I know we should never have got involved like this but she is a great girl and I love her.
I am 25 and she is 22. Our parents split up when I was seven. Dad took me to live with his parents. It was a bitter split and I didn’t see much of my sister after that.
We met now and then at family gatherings and got on really well. We both left home as soon as we could and started seeing more of one another. Our friends got on and I always found her attractive.
I was there for her when her last boyfriend dumped her and it seemed the most natural thing in the world to give her a cuddle to comfort her. But one night everything got out of hand. It was late, we’d had a few drinks and it seemed easier for her to stay over.
I have one bedroom and one bed so we shared it and, while it was a terrible mistake, a sexual relationship began.
It felt amazing to be close to her in such a special way. It was totally unlike how I’d felt having sex with girls before. She started spending more time at mine than at hers and we had to lie to friends to keep it a secret. It was always a worry that someone might put two and two together.
I’ve tried to end it many times but she will have none of it. She says I am the only person in the world who really cares about her. Our mum is very difficult.
I just melt when my sister cuddles up to me. I haven’t had the strength to go against her. Now she tells me she is pregnant. I don’t know what to do.

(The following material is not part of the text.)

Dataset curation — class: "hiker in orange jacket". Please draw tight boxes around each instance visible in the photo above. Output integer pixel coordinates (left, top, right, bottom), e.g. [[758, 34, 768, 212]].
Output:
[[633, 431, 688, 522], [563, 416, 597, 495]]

DEIDRE SAYS: You must know sex with a brother or sister is incest and against the law.
But growing up apart means you didn’t develop the normal instinctive barriers. Your sister always felt unloved too, which made her extra vulnerable.
Maybe she hopes a baby would love her unconditionally but I’m afraid it could all end very sadly. Babies are very demanding and your sister needs support herself.
Emphasise the difficulties she will face if she has this baby and urge her to talk honestly with a counsellor.
My e-leaflet on Unplanned Pregnancy explains support. If she goes ahead, please don’t abandon her – or your child.
Of course you must stop having sex together, so stop seeing one another at home and meet outside.
Try to broaden your social lives so you see more of other friends.